Building up your energy to prepare for a workout can be tough. Do you chug a protein shake or eat a good breakfast? In reality, it depends on the type of workout you’re doing. In general though, some foods are better as pre-workout snacks than others. You’ll want to pick the best energy-boosting foods for better workouts and overall fitness.
Here are the nutrients you should focus on eating before your workout, and the best pre-workout foods to boost your energy for better performance.
More specifically, what they call “simple” carbohydrates, which are carbs that break down faster in your body and almost immediately raise your blood sugar. Simple carbs are best for shorter or lower-intensity workouts where you need to use a lot of energy in less time. “Complex” carbs break down more slowly, which is good for higher intensity workouts or longer periods of exercise, but that also means the energy takes longer to get into your system.
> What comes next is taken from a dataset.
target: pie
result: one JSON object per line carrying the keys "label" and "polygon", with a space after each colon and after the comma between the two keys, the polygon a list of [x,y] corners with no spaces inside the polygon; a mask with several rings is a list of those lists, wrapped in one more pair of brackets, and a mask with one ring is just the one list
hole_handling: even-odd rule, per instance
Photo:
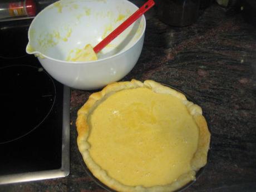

Best simple carb foods: Strawberries, blueberries, apples, cantaloupe
The last thing you want is to start cramping up during a workout. While potassium is even more important after an intense workout, foods that have a lot of potassium also happen to have a lot of energy in the form of carbs and protein. Anything you can do to prevent injury and inconvenience can’t hurt.
Best potassium foods: Bananas, oranges, mashed avocado
Fiber’s great for a lot of biological functions, but it’s the perfect pre-workout energy booster because it breaks down and releases energy slowly (remember “complex” carbs?). If you’re planning to do some intense lifting later, or you’re going to do something high-endurance like running a long distance, grab a snack high in fiber to help those carbs last longer.
Best fiber foods: Oats and oatmeal, whole grain toast, a handful of nuts
AVOID FATTY FOODS
Fat is an important energy source, but not one that gets into your bloodstream very quickly. If you’ve ever eaten a fatty meal and felt sluggish and bloated afterward, you can probably guess why it’s a bad idea before a workout. Focus on loading up on simple carbs and foods high in potassium and fiber before you work out, and enjoy your fats and complex carbs later.
Foods to avoid before a workout: Bacon, milkshakes, yogurt, cheese, fast food
The hours before your workout, and the foods you eat in preparation, are your key to ultimate workout success. Get into the habit of eating the right foods, and you’ll have a much better training experience and make progress toward your fitness goals in no time.